Micrographically controlled excision
For many tumors, it is more appropriate to treat them primarily with micrographically controlled surgery. On the one hand, classical Mohs surgery can be used for this. In this procedure, the tumor is excised, and immediately thereafter histologically processed by frozen section examination according to a special procedure in such a way that the entire lateral and deep incision margin can be histologically evaluated. Histological evaluation is performed by the dermatosurgeon himself, which allows the highest precision in the localization of any margin-forming tumor components, which in turn results in the smallest possible excision defects. However, this technique is reserved for specialized centers, which have the possibility of surgical treatment and histological examination under one roof.
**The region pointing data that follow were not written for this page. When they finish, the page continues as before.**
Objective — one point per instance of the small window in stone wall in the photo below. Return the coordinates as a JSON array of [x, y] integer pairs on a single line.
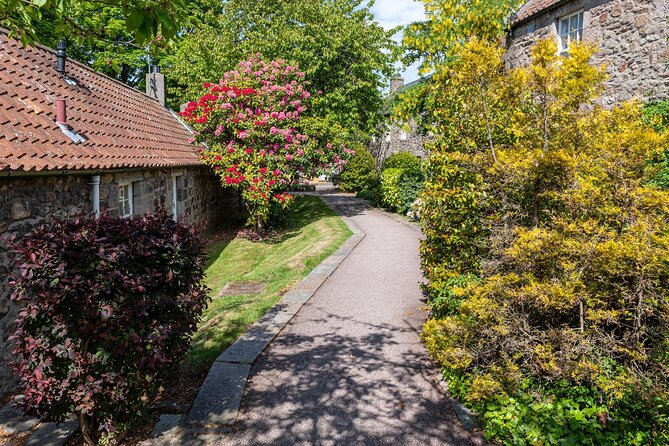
[[142, 199], [125, 200], [570, 29]]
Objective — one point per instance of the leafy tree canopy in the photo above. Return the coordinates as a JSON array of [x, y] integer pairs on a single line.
[[344, 53], [144, 20]]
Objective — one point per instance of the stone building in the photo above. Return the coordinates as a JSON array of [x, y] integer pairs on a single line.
[[396, 138], [74, 141], [632, 36]]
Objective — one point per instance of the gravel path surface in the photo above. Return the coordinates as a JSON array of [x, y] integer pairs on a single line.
[[350, 369]]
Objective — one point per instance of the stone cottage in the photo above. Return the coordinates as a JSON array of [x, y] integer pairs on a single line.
[[75, 141], [632, 36]]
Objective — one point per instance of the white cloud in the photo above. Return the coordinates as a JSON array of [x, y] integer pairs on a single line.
[[392, 13]]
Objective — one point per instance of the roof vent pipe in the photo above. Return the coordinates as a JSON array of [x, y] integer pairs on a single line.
[[61, 55], [61, 111]]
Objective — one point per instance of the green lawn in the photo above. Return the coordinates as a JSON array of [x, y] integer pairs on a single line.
[[313, 233]]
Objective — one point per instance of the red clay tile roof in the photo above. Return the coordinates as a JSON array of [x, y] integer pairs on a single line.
[[533, 7], [124, 127]]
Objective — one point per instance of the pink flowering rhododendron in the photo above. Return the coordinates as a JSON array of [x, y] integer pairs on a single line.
[[252, 123]]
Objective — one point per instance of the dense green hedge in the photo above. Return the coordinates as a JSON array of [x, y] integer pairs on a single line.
[[401, 182], [546, 241], [360, 174], [402, 160], [657, 115]]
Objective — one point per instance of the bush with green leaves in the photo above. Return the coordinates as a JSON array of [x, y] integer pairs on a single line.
[[657, 115], [400, 188], [546, 251], [390, 188], [360, 173], [108, 308]]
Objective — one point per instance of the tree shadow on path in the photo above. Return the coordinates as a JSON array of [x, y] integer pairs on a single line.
[[373, 387]]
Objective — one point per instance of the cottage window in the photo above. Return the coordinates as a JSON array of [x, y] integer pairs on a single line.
[[125, 200], [570, 29]]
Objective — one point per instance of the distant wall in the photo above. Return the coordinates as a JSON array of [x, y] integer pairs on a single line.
[[26, 201], [632, 37], [397, 139]]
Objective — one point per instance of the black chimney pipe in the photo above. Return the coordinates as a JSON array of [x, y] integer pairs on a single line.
[[61, 55]]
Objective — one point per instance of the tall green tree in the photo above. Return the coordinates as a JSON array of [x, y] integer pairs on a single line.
[[145, 20], [343, 51]]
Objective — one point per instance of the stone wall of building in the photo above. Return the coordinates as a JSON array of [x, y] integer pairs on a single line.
[[632, 37], [26, 201]]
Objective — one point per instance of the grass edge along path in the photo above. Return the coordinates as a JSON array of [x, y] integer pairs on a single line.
[[274, 265]]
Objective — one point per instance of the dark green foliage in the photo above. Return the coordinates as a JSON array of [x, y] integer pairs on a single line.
[[108, 309], [400, 187], [657, 115], [564, 414], [402, 160], [360, 173]]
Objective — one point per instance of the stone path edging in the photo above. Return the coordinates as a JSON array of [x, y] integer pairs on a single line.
[[216, 406]]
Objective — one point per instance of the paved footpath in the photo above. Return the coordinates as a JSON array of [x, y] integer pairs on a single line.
[[350, 369]]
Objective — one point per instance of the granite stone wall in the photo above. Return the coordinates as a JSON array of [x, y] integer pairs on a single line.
[[632, 37], [26, 201]]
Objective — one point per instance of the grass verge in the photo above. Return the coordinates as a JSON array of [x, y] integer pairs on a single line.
[[275, 265]]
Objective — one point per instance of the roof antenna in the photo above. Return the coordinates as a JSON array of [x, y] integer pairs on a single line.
[[61, 56]]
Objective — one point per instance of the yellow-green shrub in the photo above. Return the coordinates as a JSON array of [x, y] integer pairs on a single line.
[[547, 251]]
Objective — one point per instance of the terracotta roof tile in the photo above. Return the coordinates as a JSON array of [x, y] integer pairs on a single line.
[[533, 7], [124, 128]]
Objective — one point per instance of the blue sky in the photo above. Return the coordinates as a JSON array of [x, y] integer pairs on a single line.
[[391, 13]]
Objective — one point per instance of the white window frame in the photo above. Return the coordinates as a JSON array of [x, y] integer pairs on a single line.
[[128, 199], [570, 34]]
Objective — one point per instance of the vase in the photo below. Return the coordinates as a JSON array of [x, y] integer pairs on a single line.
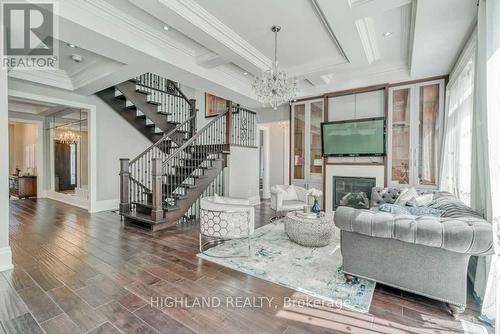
[[315, 208]]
On the other hand, there is the option of two-stage excision, in which the excisional defect is treated with a placeholder dressing while the excised tissue is processed by a dermatohistopathology laboratory under incision margin control. Re-excision or wound closure is performed a few days after this result is available. This technique should be reserved primarily for tumors that are difficult to evaluate histologically, for melanocytic tumors on the face, and in situations when referral to a center specializing in Mohs surgery is not possible.
Common to both methods of micrographically controlled excision is that complete examination of the entire incision margin can significantly reduce the tumor recurrence rate [7]. In nodular basal cell carcinoma, for example, cure rates of approximately 95% are found with simple excision with a 4-mm safety margin [7]. Incision margin-controlled surgery can increase this to 99% [7].
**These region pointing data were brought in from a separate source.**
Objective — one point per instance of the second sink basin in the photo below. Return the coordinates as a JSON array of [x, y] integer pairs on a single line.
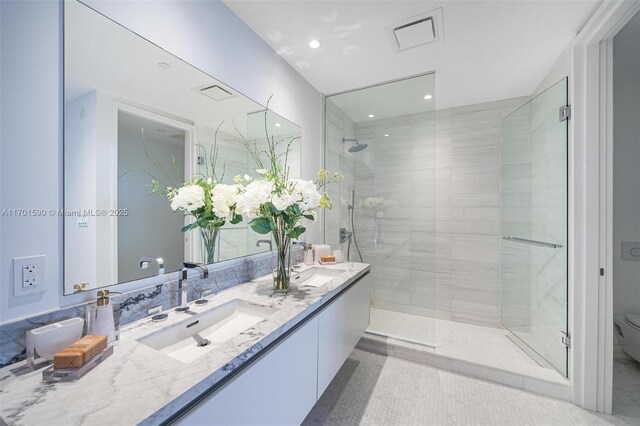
[[315, 276], [198, 334]]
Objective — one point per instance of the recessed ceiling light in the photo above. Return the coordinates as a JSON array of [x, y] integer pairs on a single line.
[[315, 43]]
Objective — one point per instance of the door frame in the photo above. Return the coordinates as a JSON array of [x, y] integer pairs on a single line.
[[590, 203], [191, 245]]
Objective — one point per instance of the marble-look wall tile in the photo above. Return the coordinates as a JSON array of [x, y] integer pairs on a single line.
[[434, 243]]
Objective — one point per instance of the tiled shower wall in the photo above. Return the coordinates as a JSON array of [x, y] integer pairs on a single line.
[[443, 261], [468, 211]]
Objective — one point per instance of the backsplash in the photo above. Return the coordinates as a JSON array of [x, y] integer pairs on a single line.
[[132, 306]]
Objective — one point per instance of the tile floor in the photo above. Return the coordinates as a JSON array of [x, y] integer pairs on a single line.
[[626, 387], [373, 389], [489, 346]]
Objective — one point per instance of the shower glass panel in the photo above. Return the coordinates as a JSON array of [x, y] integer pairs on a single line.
[[534, 225], [382, 139]]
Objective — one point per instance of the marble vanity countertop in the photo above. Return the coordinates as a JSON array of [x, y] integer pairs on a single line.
[[139, 385]]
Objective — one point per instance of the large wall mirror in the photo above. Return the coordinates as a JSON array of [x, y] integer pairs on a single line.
[[134, 112]]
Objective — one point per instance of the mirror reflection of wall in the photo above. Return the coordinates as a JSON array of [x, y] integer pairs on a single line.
[[150, 225], [116, 84]]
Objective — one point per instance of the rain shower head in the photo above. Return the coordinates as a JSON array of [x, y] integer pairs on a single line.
[[357, 146]]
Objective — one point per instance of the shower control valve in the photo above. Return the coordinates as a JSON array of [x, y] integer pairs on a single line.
[[344, 235]]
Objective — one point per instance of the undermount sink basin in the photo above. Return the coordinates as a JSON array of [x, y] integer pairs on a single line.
[[199, 334], [314, 276]]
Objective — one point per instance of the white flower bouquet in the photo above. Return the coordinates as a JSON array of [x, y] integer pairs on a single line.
[[276, 203], [211, 204]]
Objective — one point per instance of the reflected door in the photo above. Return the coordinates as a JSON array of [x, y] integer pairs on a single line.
[[534, 224]]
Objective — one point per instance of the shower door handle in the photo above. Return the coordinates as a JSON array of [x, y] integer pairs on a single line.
[[532, 242]]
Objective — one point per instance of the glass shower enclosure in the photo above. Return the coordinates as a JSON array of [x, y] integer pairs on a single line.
[[534, 225], [382, 139]]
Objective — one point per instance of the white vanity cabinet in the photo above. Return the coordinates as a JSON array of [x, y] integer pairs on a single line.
[[282, 386], [340, 326]]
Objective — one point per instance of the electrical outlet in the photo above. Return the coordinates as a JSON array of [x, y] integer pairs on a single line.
[[28, 273]]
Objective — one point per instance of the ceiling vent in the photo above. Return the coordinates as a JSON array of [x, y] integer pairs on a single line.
[[416, 31], [215, 92]]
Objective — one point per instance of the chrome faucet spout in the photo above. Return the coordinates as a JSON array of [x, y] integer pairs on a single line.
[[183, 281], [146, 260]]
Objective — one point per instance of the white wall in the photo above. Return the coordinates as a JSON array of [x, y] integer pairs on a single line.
[[206, 34], [626, 165], [31, 146]]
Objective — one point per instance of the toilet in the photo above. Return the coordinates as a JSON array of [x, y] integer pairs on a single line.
[[627, 330]]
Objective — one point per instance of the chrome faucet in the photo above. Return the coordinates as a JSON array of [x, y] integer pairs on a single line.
[[146, 260], [261, 242], [183, 305]]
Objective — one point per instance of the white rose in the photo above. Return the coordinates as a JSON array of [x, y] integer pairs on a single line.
[[254, 195], [223, 197], [306, 194], [188, 198], [282, 202]]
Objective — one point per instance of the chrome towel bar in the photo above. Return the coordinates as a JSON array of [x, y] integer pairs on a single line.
[[532, 242]]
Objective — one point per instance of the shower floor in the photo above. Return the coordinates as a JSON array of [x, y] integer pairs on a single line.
[[487, 346]]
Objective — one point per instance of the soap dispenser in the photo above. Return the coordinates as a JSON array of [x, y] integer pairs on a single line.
[[100, 319]]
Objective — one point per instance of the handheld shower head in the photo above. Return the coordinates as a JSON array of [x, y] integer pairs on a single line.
[[357, 146]]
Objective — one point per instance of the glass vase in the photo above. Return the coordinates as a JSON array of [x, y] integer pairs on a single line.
[[209, 235], [282, 269]]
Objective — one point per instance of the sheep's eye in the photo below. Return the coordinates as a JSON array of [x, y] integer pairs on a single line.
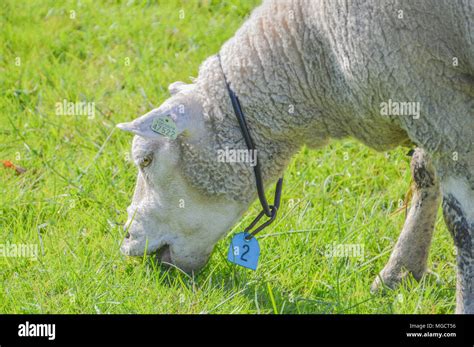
[[145, 162]]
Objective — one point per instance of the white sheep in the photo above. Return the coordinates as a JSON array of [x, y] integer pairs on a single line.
[[387, 73]]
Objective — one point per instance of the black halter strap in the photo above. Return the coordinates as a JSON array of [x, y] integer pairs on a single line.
[[269, 210]]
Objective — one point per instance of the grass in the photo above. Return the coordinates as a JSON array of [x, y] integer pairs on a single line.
[[71, 201]]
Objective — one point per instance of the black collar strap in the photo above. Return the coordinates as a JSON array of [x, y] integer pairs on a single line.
[[269, 210]]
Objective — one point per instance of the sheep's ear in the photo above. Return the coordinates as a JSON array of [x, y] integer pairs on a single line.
[[176, 87], [156, 124]]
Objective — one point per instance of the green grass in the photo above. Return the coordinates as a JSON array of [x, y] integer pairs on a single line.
[[72, 199]]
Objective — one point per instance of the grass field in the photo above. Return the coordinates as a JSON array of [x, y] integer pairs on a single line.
[[71, 201]]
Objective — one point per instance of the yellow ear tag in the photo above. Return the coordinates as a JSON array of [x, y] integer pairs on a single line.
[[165, 126]]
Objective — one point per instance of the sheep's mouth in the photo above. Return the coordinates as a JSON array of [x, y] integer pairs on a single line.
[[163, 254]]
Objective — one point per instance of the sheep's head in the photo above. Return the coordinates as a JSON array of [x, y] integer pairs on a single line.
[[168, 216]]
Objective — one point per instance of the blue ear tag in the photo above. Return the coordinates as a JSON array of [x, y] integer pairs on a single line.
[[244, 252]]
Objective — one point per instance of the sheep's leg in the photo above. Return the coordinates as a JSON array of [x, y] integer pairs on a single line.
[[410, 254], [458, 211]]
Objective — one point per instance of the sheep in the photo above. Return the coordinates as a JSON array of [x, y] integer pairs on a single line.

The difference is even more pronounced with regard to recurrence rates for recurrent tumors: Here, recurrences occur in up to 17% of cases with normal excision with a 4-5 mm safety margin, whereas these can be reduced to 3-4% with Mohs surgery [8]. At the same time, the use of incision margin-controlled surgery results in smaller excision defects because primarily smaller safety distances can be selected. This advantage comes into play especially in classic Mohs surgery, where the excisions can be assessed by the dermatosurgeon himself and the post-excisions can be made with corresponding precision.
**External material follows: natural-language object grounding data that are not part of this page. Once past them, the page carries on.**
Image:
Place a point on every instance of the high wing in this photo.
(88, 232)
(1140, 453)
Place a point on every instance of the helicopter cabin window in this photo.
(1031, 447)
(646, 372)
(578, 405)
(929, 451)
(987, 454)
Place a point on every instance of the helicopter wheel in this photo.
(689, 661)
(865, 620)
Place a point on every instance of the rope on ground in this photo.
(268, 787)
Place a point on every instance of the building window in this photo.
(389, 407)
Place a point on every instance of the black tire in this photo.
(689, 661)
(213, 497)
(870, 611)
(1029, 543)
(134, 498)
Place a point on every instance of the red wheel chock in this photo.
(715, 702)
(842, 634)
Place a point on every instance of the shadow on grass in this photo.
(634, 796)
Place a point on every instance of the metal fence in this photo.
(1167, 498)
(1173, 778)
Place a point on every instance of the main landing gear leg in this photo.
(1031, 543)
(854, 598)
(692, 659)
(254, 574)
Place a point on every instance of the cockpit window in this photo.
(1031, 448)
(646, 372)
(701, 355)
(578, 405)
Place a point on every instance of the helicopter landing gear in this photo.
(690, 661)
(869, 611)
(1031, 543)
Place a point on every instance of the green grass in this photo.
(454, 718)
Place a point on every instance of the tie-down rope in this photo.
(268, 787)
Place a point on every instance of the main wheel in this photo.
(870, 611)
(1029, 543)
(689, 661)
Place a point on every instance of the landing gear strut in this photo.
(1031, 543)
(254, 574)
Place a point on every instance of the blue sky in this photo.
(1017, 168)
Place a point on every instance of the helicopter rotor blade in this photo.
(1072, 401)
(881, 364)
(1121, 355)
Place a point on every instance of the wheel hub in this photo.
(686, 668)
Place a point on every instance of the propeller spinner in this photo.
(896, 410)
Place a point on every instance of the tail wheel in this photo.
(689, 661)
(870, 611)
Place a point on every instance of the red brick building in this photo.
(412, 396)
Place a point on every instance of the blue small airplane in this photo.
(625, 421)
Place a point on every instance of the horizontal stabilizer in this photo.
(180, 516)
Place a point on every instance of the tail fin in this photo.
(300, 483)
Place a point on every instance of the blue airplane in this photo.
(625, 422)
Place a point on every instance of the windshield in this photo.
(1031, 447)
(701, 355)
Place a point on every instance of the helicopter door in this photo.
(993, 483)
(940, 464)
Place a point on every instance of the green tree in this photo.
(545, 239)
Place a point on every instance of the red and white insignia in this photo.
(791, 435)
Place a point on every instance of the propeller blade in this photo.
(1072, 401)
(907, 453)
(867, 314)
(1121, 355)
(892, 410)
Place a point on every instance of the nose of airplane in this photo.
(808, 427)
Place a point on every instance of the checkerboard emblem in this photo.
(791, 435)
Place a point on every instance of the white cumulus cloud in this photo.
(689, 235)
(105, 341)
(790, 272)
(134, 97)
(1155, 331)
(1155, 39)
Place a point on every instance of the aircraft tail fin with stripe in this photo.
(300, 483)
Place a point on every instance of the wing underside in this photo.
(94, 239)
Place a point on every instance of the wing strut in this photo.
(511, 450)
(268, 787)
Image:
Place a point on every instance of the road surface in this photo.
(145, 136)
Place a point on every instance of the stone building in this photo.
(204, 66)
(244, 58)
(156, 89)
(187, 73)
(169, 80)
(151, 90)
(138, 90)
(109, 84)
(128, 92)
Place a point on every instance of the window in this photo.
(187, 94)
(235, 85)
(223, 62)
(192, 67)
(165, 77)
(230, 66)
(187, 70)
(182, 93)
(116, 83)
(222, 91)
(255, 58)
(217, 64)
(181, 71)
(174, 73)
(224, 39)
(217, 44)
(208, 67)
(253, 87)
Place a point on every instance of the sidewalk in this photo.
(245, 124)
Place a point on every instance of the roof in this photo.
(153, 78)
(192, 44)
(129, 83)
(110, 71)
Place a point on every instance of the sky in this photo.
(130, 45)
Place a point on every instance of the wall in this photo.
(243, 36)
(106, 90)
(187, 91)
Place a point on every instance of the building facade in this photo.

Because of the additional expense of incision margin-controlled surgery, it cannot be performed on every epithelial tumor. It should be used primarily when the difficult localization of the tumor or the need for reconstruction with a flapplasty necessitates the smallest possible but certainly tumor-free excision defect, in tumors that are clinically very difficult to delineate, or in tumors that show a particularly aggressive growth pattern or tend to recur more frequently (e.g., infiltrative basal cell carcinomas, perineural invasion, localization in the H zone of the face, diameter greater than 2 cm, etc., see Table 1). For such tumors, surgical treatment in the office is probably less appropriate and referral to a dermatosurgical center should be considered.